Lepelblad

De lockdown is versoepeld voor restaurants, maar vorige week was er gewoon niks meer vrij. Gisterenavond had Bart wél nog een plekje kunnen bemachtigen, meer bepaald in het Lepelblad, Barts vaste stek toen hij nog met zijn bedrijf aan de Ajuinlei zat, en de locatie waar Merels geboortedrink doorging.

Helemaal in onze nopjes gingen we dus, eindelijk, op restaurant. Het concept van het Lepelblad is wel veranderd: enkel de menu met de keuze uit maar een paar gerechten meer, geen uitgebreide kaart met pasta’s en slaatjes, maar veel beknopter, en ook wel wat prijziger, ja. Maar wel nog steeds zeer lekker, en nog steeds dezelfde mensen.

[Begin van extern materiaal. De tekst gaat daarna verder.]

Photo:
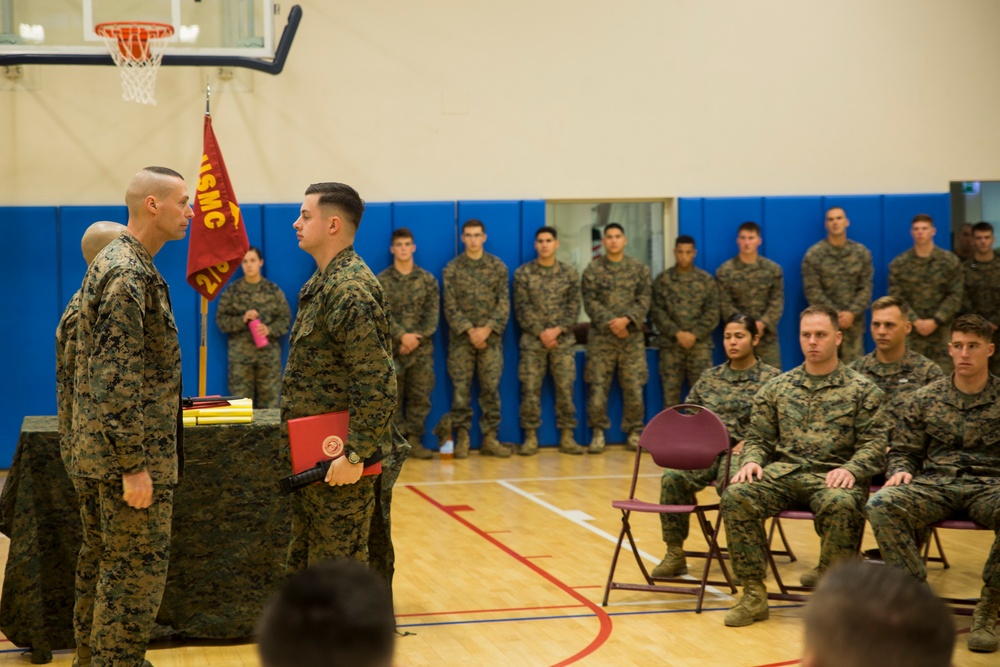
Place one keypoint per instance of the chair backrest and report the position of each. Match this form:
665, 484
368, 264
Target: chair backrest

We hebben er in elk geval van genoten, mijn lief en ik. Het deed eens deugd, opnieuw gewoon met ons tweetjes op stap. Het voelde bijna normaal aan…

 

Familiedagje in eigen stad

Wolf moest naar de Poel vandaag, maar om een of andere reden had ik hoegenaamd geen zin om rond te lopen vandaag. Enfin, nu toch nog niet. Ik snuisterde wat rond in de Avalon, kocht me een knap paar zilveren oorbellen, en ging koffie drinken en lezen in de Labath. Alwaar mijn oudste zoon me iets over elven vervoegde voor een stevige warme chocomelk, en waar zelfs de kaart af en toe een knipoog bevat.

Meteen daarna zetten we er stevig de pas in: de Sint-Michielsbrug over, langs het Sint-Baafsplein, verder langs het conservatorium, en dan naar de Reep. Om er te eindigen bij de Scaldissluis aan de Reep om daar een geocache weg te steken. Altijd een leuke bezigheid!

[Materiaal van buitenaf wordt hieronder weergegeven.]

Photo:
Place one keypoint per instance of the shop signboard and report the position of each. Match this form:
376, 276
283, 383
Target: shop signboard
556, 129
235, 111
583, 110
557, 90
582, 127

Zodra de missie volbracht was, repten we ons terug: we hadden namelijk om twaalf uur afgesproken met Bart en de kleintjes in het Lepelblad. Amper vijf minuten te laat konden we aanschuiven en genieten van een stevige maaltijd. Heerlijk, zo met het ganse gezin, en het voelt daar nog steeds als een beetje thuiskomen.

Daarna gingen we zelfs met het hele gezin op wandel, wat zelden gebeurt: Bart wou bijzonder graag eens naar de Cru, de delicatessenzaak van de Colruytgroep aan de Kouter. Man man, wat zag die er gelukkig uit zeg! Hij stond te glunderen en te keuren, en zou bijna de hele winkel hebben leeggekocht, mochten de prijzen niet navenant zijn. Omdat we hem in alle rust wouden laten genieten zonder op zijn zenuwen te werken, gingen wij alvast weer naar buiten, rustig op een bankje.

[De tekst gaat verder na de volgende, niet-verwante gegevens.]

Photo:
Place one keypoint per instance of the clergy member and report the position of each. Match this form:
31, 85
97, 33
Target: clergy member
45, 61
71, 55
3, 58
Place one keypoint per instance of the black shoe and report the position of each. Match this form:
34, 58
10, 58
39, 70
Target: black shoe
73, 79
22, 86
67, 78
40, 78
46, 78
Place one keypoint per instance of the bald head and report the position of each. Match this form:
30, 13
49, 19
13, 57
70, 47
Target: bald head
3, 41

Bon, Bart en de kleintjes gingen huiswaarts, Wolf en ik wilden nog een andere cache wegsteken, onderhoud doen aan cache aan de Sint-Jorissluis, eindelijk dat scoutshemd voor Kobe halen, en een verse cache steken op de Gaardeniersbrug, want die was blijkbaar verdwenen.

Het cachegedeelte lukte wonderwel, maar de Hopper (scoutswinkel) was nog maar eens gesloten. Ha ja, wie maakt de brug nu niet, zeg? Zucht… Ook de cache in het Coyendanspark liet zich niet vinden, maar ik had wél een bijzonder fijne middag. Het voelde echt als vakantie!

 

Van vriendschappen en taart.

Er zijn zo van die vrienden die je maar één keer in de zoveel jaar ziet, vrienden van vroeger. Neem nu Sophie: we hebben samen op het internaat gezeten de eerste drie jaar van ons middelbaar, zijn elkaar dan zowat uit het oog verloren, maar altijd op één of andere manier toch vaag contact gehouden.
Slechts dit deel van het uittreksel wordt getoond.